To our knowledge, this is the first optimized bacteriophage extraction protocol for agricultural soil, which has proven robustness through viromic analysis and could be extrapolated for infective phage isolation due to gentle elution techniques. We have shown a dramatically enhanced extraction of the soil phage community by protocol optimization and present soil viromes harbouring 468 novel, possibly complete soil bacteriophages in over 25,000 non-bacterial contigs. Our huge data set of manually curated soil viral contigs provides insights into the yet largely undescribed soil viral sequence space and is the most comprehensive study to date. Our optimized protocol could be valuable for any viral extraction from solid matrixes, given the development of an adequate phage elution buffer for the respective sample. Our guidelines for the elution process and buffer design will facilitate such proposals in the future.


Soil samples

Agricultural soil samples were collected from a long-term soil experimental field (ZOFE, Zurich Organic Fertilization Experiment), located in a rural area surrounding Zurich (Agroscope, Reckenholz, Switzerland). Soil consisted of 56% sand, 28% silt and 14% clay (in mass %: 0.6 soil organic carbon, 1.1 soil humus, pH ~ 5.7). Soil samples for spiking and optimization of extraction routes were taken in September 2017 (replica I-V, unfertilized control samples), while those for sequencing metagenomics were taken in October 2018 (replica I–V, farmyard manure fertilized samples). For each replica plot, the first 10 cm of superficial soil was sampled randomly six times with equal distances apart, and the upper rhizosphere (2–3 cm) removed. Samples were passed through a 2 mm pore size sieve. Replica plots were combined in batches of 400 g or 1000 g, and stored immediately at − 80 °C. Prior usage, the soil was defrosted at 4 °C for 4 h.

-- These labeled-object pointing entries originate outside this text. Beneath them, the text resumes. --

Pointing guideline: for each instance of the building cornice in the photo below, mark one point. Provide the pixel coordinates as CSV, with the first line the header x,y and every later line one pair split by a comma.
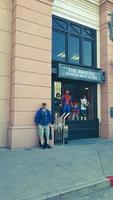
x,y
104,1
46,2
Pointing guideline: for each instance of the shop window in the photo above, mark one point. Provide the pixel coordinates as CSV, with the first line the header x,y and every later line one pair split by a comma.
x,y
59,24
87,53
74,29
74,55
73,43
88,33
59,52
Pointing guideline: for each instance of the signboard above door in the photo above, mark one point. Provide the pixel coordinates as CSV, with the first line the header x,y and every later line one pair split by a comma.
x,y
80,73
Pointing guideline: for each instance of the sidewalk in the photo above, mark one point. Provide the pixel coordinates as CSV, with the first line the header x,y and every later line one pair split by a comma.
x,y
78,169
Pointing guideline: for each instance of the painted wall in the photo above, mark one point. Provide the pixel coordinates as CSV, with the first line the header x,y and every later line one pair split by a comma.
x,y
84,12
106,7
31,68
5,66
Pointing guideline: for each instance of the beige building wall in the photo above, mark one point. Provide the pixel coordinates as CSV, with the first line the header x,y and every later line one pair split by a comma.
x,y
107,65
31,68
5,65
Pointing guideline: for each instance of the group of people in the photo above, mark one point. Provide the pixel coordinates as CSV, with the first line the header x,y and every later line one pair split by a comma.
x,y
43,116
78,110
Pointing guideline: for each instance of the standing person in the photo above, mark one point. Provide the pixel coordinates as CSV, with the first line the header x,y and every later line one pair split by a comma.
x,y
66,102
42,120
76,111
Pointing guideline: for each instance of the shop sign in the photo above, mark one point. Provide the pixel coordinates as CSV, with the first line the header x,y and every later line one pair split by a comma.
x,y
80,73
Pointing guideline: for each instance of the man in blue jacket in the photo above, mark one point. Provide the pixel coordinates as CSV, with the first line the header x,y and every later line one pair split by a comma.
x,y
42,120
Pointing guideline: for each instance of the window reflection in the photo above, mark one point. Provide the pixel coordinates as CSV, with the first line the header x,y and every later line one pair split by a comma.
x,y
87,53
74,56
58,46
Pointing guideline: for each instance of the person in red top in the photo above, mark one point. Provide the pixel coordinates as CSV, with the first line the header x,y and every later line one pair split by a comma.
x,y
66,102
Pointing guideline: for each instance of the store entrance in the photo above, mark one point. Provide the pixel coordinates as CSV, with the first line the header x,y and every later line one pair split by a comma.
x,y
82,121
79,108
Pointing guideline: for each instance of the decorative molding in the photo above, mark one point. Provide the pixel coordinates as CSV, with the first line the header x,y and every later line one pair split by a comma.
x,y
76,11
105,1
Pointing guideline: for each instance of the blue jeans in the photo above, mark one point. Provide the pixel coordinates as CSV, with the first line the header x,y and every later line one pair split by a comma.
x,y
43,129
67,108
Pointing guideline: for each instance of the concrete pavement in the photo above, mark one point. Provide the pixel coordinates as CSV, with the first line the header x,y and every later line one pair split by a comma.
x,y
76,171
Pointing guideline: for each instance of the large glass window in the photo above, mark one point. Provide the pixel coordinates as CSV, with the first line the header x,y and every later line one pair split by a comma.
x,y
87,53
73,43
74,55
58,47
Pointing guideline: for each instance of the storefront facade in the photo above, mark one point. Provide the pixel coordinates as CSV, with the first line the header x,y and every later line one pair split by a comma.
x,y
41,40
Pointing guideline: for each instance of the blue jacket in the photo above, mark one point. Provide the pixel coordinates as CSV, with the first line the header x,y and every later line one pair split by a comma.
x,y
42,117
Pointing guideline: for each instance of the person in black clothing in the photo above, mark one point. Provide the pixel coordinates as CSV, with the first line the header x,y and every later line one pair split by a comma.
x,y
42,121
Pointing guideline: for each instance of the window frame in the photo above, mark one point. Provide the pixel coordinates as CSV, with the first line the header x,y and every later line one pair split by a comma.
x,y
82,38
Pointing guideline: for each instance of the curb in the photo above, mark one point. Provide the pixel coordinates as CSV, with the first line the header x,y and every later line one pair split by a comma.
x,y
74,192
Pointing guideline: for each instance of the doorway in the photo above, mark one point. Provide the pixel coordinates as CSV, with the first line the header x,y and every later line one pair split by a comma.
x,y
77,89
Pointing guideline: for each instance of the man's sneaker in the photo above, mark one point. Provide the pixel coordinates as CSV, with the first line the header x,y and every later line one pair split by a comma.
x,y
42,146
48,146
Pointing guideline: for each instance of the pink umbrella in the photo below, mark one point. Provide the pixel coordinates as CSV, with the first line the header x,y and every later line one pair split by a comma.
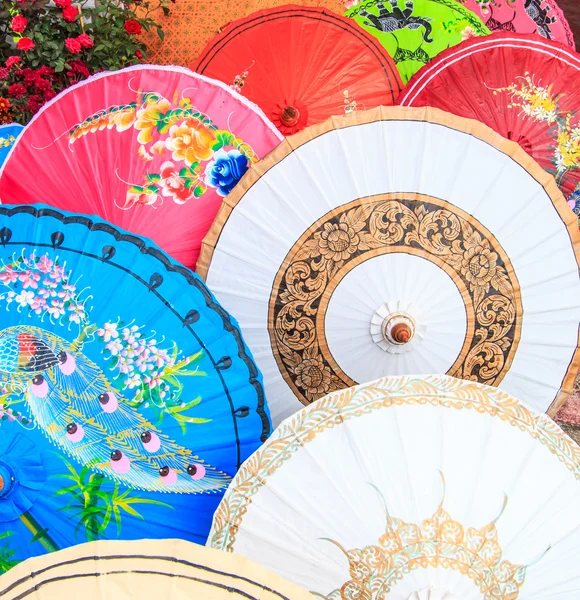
x,y
151,149
543,17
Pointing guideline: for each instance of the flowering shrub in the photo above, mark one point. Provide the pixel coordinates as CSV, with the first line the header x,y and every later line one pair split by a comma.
x,y
40,285
44,49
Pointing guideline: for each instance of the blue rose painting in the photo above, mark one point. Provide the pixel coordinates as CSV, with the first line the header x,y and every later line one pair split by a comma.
x,y
224,172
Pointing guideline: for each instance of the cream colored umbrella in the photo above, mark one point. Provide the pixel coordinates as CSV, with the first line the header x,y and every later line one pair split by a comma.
x,y
398,241
156,570
412,488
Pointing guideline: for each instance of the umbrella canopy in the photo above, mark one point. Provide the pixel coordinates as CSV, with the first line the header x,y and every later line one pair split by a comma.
x,y
192,23
8,134
524,16
319,65
412,488
417,32
128,399
383,243
165,570
532,99
150,149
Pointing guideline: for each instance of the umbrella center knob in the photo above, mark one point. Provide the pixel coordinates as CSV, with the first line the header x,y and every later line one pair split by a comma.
x,y
289,116
398,328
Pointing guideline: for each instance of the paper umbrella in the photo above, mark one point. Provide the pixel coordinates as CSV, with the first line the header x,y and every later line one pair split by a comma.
x,y
321,64
412,488
541,17
128,399
160,569
150,149
532,99
415,31
400,241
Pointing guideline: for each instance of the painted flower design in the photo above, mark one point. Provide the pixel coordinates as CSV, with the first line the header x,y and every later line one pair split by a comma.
x,y
148,118
338,241
190,142
202,155
173,185
534,100
313,376
41,286
143,367
224,172
479,265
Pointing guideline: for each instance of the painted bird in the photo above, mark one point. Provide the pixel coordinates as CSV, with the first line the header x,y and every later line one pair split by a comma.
x,y
73,403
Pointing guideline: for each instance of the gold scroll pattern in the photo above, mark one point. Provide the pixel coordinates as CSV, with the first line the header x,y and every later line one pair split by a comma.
x,y
369,227
388,393
438,542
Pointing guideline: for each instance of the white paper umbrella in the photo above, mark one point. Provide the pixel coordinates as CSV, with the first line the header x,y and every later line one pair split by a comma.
x,y
155,569
399,241
412,488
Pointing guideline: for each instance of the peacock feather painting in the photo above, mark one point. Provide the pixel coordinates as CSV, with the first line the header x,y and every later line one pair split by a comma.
x,y
128,399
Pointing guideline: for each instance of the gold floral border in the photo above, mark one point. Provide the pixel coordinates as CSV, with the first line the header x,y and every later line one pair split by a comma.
x,y
401,113
360,230
332,410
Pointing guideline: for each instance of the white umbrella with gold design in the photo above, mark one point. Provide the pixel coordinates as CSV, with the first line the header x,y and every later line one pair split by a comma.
x,y
399,241
144,569
412,488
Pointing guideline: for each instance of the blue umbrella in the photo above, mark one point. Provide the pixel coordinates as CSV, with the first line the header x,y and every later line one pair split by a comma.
x,y
128,399
8,135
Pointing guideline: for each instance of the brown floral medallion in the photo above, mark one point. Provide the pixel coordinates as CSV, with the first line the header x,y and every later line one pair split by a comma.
x,y
369,227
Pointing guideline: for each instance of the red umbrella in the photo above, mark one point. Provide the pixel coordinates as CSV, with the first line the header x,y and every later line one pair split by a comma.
x,y
524,87
524,16
301,65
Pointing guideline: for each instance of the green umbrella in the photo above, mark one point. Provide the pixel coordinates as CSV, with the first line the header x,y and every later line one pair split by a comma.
x,y
415,33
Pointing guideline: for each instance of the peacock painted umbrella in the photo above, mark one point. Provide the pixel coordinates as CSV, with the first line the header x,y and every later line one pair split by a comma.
x,y
150,149
415,33
412,488
128,399
398,241
542,17
533,99
8,134
321,65
160,569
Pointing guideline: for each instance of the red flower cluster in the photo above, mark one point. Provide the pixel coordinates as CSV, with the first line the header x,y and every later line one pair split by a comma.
x,y
78,69
86,41
16,90
18,23
5,107
11,61
36,83
69,13
25,44
73,45
132,27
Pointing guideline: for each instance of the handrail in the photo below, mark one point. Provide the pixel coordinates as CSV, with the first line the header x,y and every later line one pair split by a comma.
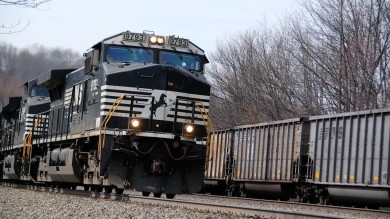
x,y
114,106
28,139
208,125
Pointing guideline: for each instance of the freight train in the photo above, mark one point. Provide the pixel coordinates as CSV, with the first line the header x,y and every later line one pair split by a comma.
x,y
135,115
338,159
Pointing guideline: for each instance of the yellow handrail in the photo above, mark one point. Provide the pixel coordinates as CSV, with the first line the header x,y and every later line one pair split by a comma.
x,y
27,140
208,125
103,126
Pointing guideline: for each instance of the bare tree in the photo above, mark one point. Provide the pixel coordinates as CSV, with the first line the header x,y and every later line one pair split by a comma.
x,y
334,57
18,26
344,44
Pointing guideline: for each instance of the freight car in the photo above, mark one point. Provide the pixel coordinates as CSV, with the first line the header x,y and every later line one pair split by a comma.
x,y
135,115
341,158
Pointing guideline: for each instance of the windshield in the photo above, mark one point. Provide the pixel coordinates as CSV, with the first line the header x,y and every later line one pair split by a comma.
x,y
184,60
129,54
38,91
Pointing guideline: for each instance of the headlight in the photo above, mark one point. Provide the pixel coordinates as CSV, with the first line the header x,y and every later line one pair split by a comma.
x,y
153,39
156,40
135,123
189,128
160,40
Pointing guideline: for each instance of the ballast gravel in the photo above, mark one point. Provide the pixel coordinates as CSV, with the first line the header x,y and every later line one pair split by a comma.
x,y
23,203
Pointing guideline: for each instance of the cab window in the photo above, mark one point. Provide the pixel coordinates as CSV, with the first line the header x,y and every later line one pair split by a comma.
x,y
38,91
126,54
188,61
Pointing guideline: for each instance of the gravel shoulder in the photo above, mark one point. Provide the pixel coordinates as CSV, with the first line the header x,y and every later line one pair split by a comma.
x,y
21,203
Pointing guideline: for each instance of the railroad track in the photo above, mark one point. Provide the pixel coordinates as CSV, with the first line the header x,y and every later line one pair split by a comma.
x,y
234,206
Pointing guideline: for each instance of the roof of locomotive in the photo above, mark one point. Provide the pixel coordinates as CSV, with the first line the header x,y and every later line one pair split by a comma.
x,y
120,39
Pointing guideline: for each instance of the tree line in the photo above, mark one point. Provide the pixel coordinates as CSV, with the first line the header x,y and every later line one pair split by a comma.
x,y
20,65
332,56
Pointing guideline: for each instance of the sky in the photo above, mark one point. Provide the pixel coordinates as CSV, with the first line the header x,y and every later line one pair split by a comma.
x,y
78,25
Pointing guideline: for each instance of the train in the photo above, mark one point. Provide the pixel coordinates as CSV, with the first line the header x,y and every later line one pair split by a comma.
x,y
340,159
134,116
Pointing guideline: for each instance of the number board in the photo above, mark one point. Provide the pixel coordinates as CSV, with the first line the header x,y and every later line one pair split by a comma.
x,y
173,41
137,37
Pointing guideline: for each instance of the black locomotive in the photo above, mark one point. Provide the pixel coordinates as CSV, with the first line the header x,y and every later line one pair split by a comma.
x,y
134,116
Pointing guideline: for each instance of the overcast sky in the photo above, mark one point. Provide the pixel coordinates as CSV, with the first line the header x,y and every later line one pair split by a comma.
x,y
80,24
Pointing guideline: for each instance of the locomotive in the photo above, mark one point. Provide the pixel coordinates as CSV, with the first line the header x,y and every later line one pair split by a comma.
x,y
135,115
337,159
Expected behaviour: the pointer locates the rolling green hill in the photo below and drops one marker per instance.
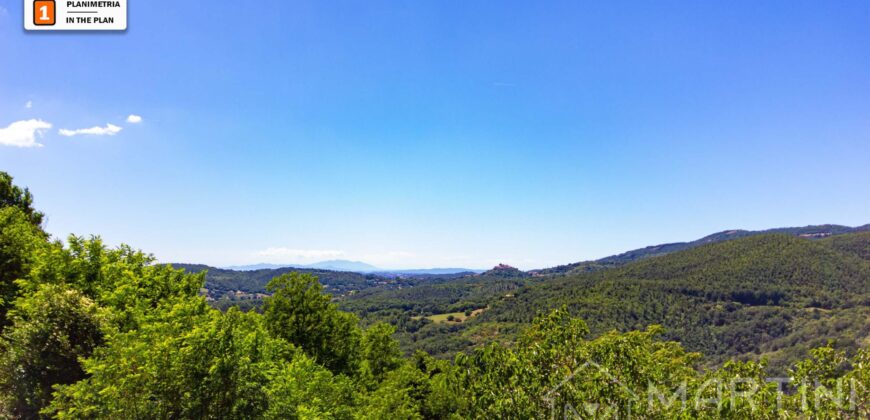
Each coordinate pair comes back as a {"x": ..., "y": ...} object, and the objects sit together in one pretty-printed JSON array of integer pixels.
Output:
[{"x": 774, "y": 295}]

Design of viral mock-community

For accurate phage quantification, three strictly lytic dsDNA phages were propagated, and each spiked at a concentration of 1 × 106 pfu/g soil: A511 (Myovirus), 2638AΔLCR (Siphovirus) and T7 (Podovirus). Phages were chosen due to their absence in soil and as representatives of the three families belonging to the dsDNA most-abundant bacteriophage order: Caudovirales. Enterobacteria phage T7 and Listeria phage A511 were obtained from our in-house stock. Staphylococcus phage 2638AΔLCR is a modified version of phage 2638A lacking the lysogenic control region (LCR) (Samuel Kilcher, unpublished), and was chosen to assess the rate of recovery of phages infecting this bacterial genus.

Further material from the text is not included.